If viewers find it hard to relate to the Killer’s plight, or even his happily ever after, well, that’s kind of the point. “Sympathy was the last thing on my mind as it relates to this character,” Fincher said at the Venice International Film Festival (via Variety), adding that the main character “didn’t need to be frightening.” The three-time Oscar nominee went on to reveal how he wanted people to feel when the credits were rolling: “My hope is that someone will see this film and get very nervous about the person behind them in line at Home Depot.”

Fincher is infamous for his attention to detail, meticulous approach, and commitment to capturing the full scope of his vision. “Seven” scribe Andrew Kevin Walker is also the screenwriter behind “The Killer,” and you could argue that the Killer’s inner monologuing pokes fun at Fincher’s directorial persona. If this is the case, does that mean the ending of “The Killer” tells us that the filmmaker is ready to slow down in his professional life, too? That’s not likely. “I can’t really work another way,” Fincher told The Guardian. “I just feel like time in front of the camera with the actors is what we’re here to do. Everything else is nonsense.”

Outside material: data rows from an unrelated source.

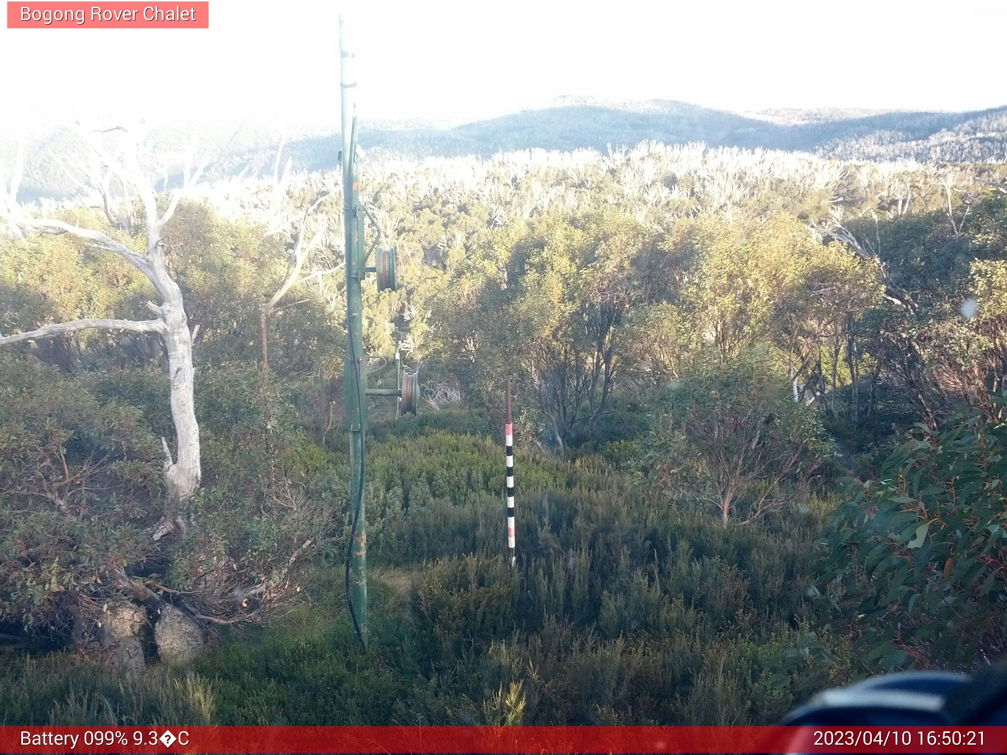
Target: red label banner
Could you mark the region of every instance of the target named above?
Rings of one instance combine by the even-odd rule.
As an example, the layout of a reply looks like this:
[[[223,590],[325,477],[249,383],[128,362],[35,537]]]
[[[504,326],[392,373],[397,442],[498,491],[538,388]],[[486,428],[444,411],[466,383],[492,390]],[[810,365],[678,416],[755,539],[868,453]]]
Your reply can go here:
[[[7,2],[8,29],[208,29],[209,3]]]
[[[0,752],[1007,752],[1007,727],[3,726]]]

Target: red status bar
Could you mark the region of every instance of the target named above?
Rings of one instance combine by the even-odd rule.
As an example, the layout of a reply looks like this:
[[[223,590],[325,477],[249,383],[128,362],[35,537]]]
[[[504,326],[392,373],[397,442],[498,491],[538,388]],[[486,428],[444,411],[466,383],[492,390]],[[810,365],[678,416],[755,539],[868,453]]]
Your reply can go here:
[[[0,752],[1007,752],[1007,727],[3,726]]]

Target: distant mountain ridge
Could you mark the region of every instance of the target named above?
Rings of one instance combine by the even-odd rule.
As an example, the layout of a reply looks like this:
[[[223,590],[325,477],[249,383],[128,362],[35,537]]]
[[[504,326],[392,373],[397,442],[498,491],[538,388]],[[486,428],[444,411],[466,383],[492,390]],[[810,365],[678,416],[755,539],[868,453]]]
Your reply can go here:
[[[672,100],[612,101],[564,96],[544,108],[448,126],[424,119],[371,120],[361,123],[361,145],[379,155],[404,157],[489,156],[499,151],[605,150],[650,140],[665,144],[705,142],[711,147],[741,147],[811,152],[846,160],[919,162],[1007,161],[1007,106],[964,113],[870,111],[823,108],[767,109],[749,113],[705,108]],[[154,132],[155,141],[177,149],[193,124]],[[317,126],[288,130],[284,160],[300,169],[336,165],[337,124],[330,133]],[[218,175],[272,170],[283,129],[277,123],[199,126],[220,152]],[[70,149],[73,137],[61,129],[29,142],[24,198],[65,196],[76,186],[52,154]],[[6,148],[6,149],[5,149]],[[10,146],[0,147],[0,160]]]

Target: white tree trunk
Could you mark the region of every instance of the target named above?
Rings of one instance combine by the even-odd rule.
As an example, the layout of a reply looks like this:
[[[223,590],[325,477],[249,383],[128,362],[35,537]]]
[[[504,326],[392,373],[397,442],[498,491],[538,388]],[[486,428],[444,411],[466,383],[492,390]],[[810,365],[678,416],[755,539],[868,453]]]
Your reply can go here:
[[[63,333],[94,327],[160,333],[168,353],[171,419],[175,426],[176,440],[175,456],[172,459],[167,442],[163,438],[161,439],[167,457],[164,463],[165,487],[169,501],[178,503],[186,500],[195,492],[201,478],[199,426],[195,419],[192,333],[185,316],[181,289],[168,275],[167,267],[164,264],[161,238],[161,230],[178,206],[181,193],[175,191],[168,202],[167,209],[163,213],[159,213],[153,184],[145,179],[136,150],[125,155],[126,162],[123,164],[118,160],[110,159],[97,142],[93,141],[92,146],[108,168],[120,178],[123,185],[133,186],[143,201],[147,226],[145,254],[129,249],[100,231],[83,229],[54,218],[22,216],[15,201],[19,172],[15,174],[9,190],[0,191],[0,195],[5,195],[5,201],[3,206],[0,206],[0,210],[3,210],[3,214],[8,215],[10,224],[16,232],[28,230],[40,233],[73,234],[122,257],[147,276],[157,290],[161,304],[147,304],[150,310],[157,315],[157,318],[144,321],[91,319],[56,323],[26,333],[6,337],[0,335],[0,345],[35,338],[51,338]],[[190,174],[186,159],[183,189],[188,188],[198,179],[204,167],[205,162]],[[6,187],[0,188],[6,189]],[[163,535],[163,533],[161,534]]]

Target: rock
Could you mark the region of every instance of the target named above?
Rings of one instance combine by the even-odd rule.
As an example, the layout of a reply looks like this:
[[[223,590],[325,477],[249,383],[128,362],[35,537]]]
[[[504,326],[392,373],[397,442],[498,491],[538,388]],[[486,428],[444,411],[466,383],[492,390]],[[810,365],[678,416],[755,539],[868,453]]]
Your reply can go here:
[[[136,637],[147,623],[147,614],[136,603],[122,601],[109,606],[102,615],[102,647],[115,647],[121,640]]]
[[[138,635],[147,622],[144,610],[135,603],[122,601],[109,606],[101,622],[102,647],[112,651],[113,662],[129,676],[143,673],[147,661]]]
[[[147,668],[143,657],[143,645],[137,637],[127,637],[119,641],[114,656],[116,665],[125,669],[128,676],[139,676]]]
[[[166,663],[187,663],[202,652],[202,630],[171,604],[162,606],[154,624],[157,655]]]

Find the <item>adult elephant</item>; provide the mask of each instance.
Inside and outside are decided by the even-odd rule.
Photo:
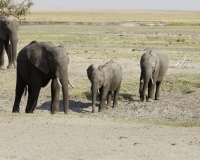
[[[20,101],[28,86],[26,113],[33,113],[41,87],[51,82],[51,113],[58,111],[59,92],[62,85],[64,113],[68,113],[68,53],[62,46],[52,42],[33,41],[17,56],[17,83],[12,112],[20,111]]]
[[[8,69],[16,68],[19,24],[16,19],[0,17],[0,69],[4,68],[4,50],[8,55]]]
[[[99,93],[99,112],[105,111],[105,100],[107,108],[111,106],[111,92],[114,91],[113,107],[117,107],[117,100],[122,81],[122,68],[113,60],[96,68],[90,65],[87,69],[88,79],[92,83],[92,112],[95,112],[96,93]]]
[[[148,87],[147,101],[151,102],[154,97],[155,100],[160,99],[160,87],[169,66],[169,59],[166,54],[154,50],[147,50],[141,57],[140,67],[140,100],[144,101],[146,95],[146,88]]]

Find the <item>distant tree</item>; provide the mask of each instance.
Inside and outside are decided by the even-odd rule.
[[[30,14],[32,0],[24,0],[22,3],[15,3],[13,0],[0,0],[0,16],[13,16],[19,20],[25,19]]]

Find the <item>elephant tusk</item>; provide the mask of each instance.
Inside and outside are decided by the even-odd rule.
[[[17,42],[18,42],[20,45],[22,45],[22,43],[21,43],[19,40],[17,40]]]
[[[69,85],[74,89],[73,84],[71,84],[71,82],[68,80]]]
[[[56,79],[57,79],[57,82],[58,82],[59,86],[60,86],[60,87],[62,87],[62,84],[60,83],[60,80],[59,80],[59,78],[58,78],[58,77],[56,77]]]
[[[154,84],[153,78],[151,77],[152,84]]]

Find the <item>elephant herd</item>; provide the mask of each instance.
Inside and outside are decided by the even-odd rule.
[[[4,67],[4,50],[9,59],[8,69],[16,68],[15,100],[12,112],[20,112],[20,101],[23,93],[28,91],[26,113],[33,113],[37,106],[39,93],[51,80],[51,113],[58,112],[60,89],[63,93],[64,113],[69,111],[68,93],[68,53],[63,45],[52,42],[32,41],[17,55],[16,20],[0,18],[0,69]],[[3,32],[3,33],[2,33]],[[16,56],[17,55],[17,56]],[[157,50],[149,49],[141,57],[140,67],[140,100],[152,101],[160,98],[160,86],[169,65],[168,57]],[[99,112],[111,107],[111,92],[114,92],[113,107],[117,107],[118,95],[122,82],[121,66],[110,60],[96,68],[93,64],[87,69],[91,82],[92,112],[95,112],[96,93],[99,96]],[[146,89],[148,94],[146,96]],[[154,89],[155,98],[154,98]],[[107,103],[105,101],[107,100]]]

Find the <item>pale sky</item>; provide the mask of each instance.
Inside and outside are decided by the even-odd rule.
[[[14,0],[21,3],[23,0]],[[123,10],[196,10],[200,0],[33,0],[32,8],[123,9]]]

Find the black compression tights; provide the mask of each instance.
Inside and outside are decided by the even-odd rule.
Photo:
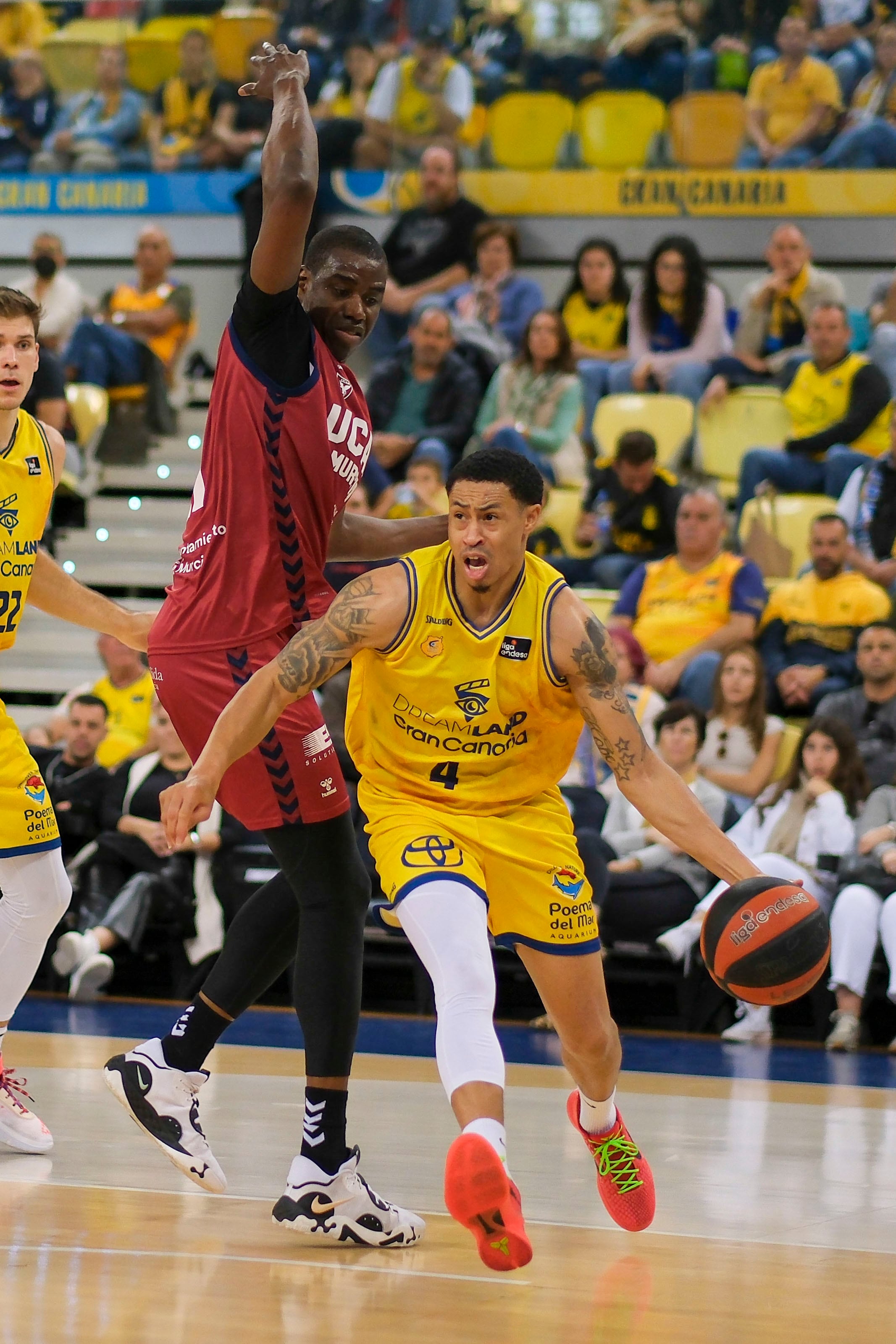
[[[351,814],[278,827],[265,839],[282,871],[236,914],[203,996],[238,1017],[294,962],[305,1071],[312,1078],[347,1077],[361,1011],[371,895]]]

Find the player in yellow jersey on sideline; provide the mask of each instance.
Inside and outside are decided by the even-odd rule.
[[[445,1200],[488,1266],[516,1269],[532,1249],[506,1171],[489,933],[516,948],[557,1030],[576,1083],[567,1111],[607,1211],[630,1231],[654,1212],[650,1168],[615,1107],[619,1035],[556,785],[582,719],[652,825],[728,882],[756,870],[647,747],[603,626],[527,552],[541,513],[536,468],[484,449],[454,468],[447,489],[447,543],[356,579],[255,672],[187,780],[163,794],[163,821],[169,844],[187,836],[234,761],[352,660],[345,739],[359,802],[392,917],[433,978],[437,1060],[462,1129]]]
[[[66,445],[58,430],[21,410],[38,368],[39,319],[38,304],[0,286],[0,650],[15,642],[26,602],[145,649],[152,616],[82,587],[40,550]],[[44,1153],[52,1137],[24,1105],[24,1081],[3,1066],[3,1038],[69,907],[71,884],[46,785],[1,700],[0,891],[0,1144]]]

Speaking to Radio Times, cinematographer Erik Messerschmidt revealed that Fincher enlightened him when he asked what “The Killer” was really trying to say. “I needed some clarification from him,” Messerschmidt said. “You know, is this about sociopathy? Is it meant to be really exciting? What are we…? And he said, ‘Don’t look for the theme. The film is about process, about process and procedure.'” The Killer is still the same methodical man by the end of the movie, he’s just channeling that energy elsewhere.